- Active: 4 September 1944– March 1945
- Country: Nazi Germany
- Allegiance: Army
- Engagements: World War II

Commanders
- Notable commanders: Kurt Möhring Hugo Dempwolff

= 276th Volksgrenadier Division =

The 276th Volksgrenadier Division, initially known as the 276th Infantry Division, was a volksgrenadier division of the German Army during World War II, active from 1944 to 1945.

== History ==

=== 276th Infantry Division ===
The 276th Infantry Division's creation was ordered on 22 May 1940 as a division of the tenth Aufstellungswelle by Wehrkreis XXI authorities. However, as the Battle of France ended much sooner than anticipated, the assembly was aborted on 22 July.

Instead, the 276th Infantry Division saw its actual deployment on 17 November 1943 in the south of German-occupied France as a division of the twenty-second Aufstellungswelle, using remnants of the 38th Infantry Division. On 16 June 1944, following the Allied landings in Normandy, the division was activated and sent to the front against the Western Allies. The division was assigned to XXXXVII Panzer Corps of Panzer Group West and inserted into the line south of Tilly. On 7 August, several Allied breakthroughs into the positions of the 276th and 236th Infantry Divisions west of Hamars forced a withdrawal. Subsequently, following the Allied breakthrough at Avranches, the 276th Infantry Division was trapped in the Falaise Pocket, where it was annihilated.

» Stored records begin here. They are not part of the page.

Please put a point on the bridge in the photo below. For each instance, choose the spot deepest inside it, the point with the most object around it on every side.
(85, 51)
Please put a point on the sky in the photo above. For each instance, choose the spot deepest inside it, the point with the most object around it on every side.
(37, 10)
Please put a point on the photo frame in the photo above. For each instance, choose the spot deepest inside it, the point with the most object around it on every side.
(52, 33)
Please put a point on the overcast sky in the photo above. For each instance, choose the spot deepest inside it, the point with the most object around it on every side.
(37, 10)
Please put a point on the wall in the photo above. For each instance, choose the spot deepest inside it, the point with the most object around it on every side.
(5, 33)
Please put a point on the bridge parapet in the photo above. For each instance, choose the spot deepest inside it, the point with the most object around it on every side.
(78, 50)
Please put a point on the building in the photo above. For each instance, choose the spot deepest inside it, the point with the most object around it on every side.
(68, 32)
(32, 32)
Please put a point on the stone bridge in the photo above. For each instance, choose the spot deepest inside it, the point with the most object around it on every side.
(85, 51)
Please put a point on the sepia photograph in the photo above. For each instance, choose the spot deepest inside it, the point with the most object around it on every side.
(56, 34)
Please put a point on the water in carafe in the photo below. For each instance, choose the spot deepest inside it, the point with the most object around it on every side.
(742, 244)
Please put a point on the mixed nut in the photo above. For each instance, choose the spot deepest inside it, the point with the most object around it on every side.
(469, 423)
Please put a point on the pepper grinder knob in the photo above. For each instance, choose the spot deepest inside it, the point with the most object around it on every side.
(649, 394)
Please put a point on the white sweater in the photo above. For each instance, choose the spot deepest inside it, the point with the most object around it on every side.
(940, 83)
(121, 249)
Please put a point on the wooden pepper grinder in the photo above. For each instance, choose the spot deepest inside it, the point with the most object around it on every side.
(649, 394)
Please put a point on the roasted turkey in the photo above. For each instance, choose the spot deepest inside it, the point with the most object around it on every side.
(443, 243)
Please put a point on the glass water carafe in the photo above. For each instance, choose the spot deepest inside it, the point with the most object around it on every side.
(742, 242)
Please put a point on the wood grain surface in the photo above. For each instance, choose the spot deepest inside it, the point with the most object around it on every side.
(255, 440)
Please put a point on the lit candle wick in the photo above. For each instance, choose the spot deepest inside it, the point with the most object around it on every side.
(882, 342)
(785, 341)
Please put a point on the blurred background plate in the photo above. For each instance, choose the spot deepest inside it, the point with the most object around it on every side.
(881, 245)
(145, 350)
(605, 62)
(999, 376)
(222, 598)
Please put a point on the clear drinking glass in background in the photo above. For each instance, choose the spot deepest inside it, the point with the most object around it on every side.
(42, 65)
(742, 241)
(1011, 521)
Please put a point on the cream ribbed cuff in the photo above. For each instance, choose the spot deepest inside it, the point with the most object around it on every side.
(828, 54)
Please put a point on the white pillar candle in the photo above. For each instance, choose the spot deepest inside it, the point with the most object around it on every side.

=== 580th & 276th Volksgrenadier Division ===
The division was formed in Poland on 4 September 1944, by redesignating the 580th Volksgrenadier Division, under the command of Kurt Möhring. It contained the 986th, 987th and 988th Grenadier Regiments, and the 276th Artillery Regiment. The 580th Volksgrenadier Division had been created only a week earlier in West Prussia from the meagre remains of the 276th Infantry Division and new recruits.

The 276th Volksgrenadier Division fought in the Battle of the Bulge, where it took over two thousand casualties, including General Möhring who was killed on 18 December 1944. Möhring was succeeded by Hugo Dempwolff. It then saw action in Luxembourg, and was destroyed fighting American forces in March 1945.